# Saturday evening popper session



## Peril (Sep 5, 2005)

Thinking of a popper session targetting bream and whiting on Saturday evening (30/12), say from 7-10pm. Not sure where, maybe Hen & Chicken Bay or Iron Cove or Lane Cove River or ...

Anyone else interested? If so, any preference on location? Will consider other than the Parramatta too - might even get something to eat then.


----------



## Peril (Sep 5, 2005)

How about Hen & Chicken Bay? I'll be launching next to the ramp at the end of Reginald St, Wareemba. Can park on the street. Puts us straight onto some flats that have produced bream, whiting and flathead in the past.

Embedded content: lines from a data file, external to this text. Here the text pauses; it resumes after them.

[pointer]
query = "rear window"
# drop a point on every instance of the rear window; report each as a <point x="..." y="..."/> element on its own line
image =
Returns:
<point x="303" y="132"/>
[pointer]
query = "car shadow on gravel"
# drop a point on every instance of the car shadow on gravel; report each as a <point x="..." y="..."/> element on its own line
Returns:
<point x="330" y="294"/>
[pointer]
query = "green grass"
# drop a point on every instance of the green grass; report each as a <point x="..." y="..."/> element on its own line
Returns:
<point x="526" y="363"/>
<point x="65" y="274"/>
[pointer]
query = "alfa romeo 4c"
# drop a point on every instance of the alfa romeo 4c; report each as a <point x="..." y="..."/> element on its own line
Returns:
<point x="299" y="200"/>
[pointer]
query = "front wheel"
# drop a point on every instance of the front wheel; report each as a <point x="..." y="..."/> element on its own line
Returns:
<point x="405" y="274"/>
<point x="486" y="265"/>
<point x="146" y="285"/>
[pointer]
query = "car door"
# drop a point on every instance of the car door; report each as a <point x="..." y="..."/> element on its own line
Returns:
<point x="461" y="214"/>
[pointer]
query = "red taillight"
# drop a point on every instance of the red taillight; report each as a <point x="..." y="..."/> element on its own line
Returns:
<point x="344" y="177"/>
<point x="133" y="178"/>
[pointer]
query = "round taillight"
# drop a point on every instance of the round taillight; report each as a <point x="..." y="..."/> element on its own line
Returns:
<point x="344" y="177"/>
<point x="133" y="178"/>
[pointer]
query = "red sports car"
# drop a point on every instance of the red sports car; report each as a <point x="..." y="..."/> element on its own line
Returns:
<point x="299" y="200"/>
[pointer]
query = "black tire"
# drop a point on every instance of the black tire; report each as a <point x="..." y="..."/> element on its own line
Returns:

Seabreeze is currently showing a 10kt easterly, but who knows what it will be.


----------



## Dodge (Oct 12, 2005)

Dave, 40 years ago used to live on Wymston Pde [between Irene and Reginald] and got great results with squirt worms besting all other baits.

Any SP in that vein should still be good, will follow with interest from a nostalgia point of view

Had eytie trawlers working every night in those days


----------



## Peril (Sep 5, 2005)

Guys, it looks like we have thunderstorms rolling in again. Would be irresponsible to go out with graphite rods, not to mention the pointlessness of fishing in such heavy rain.


----------



## Peril (Sep 5, 2005)

Hmm, doesn't seem to be coming east at all. BoM is saying "A few showers and the chance of a thunderstorm, mainly in the west. Light to moderate east to northeast winds". What do you think?


----------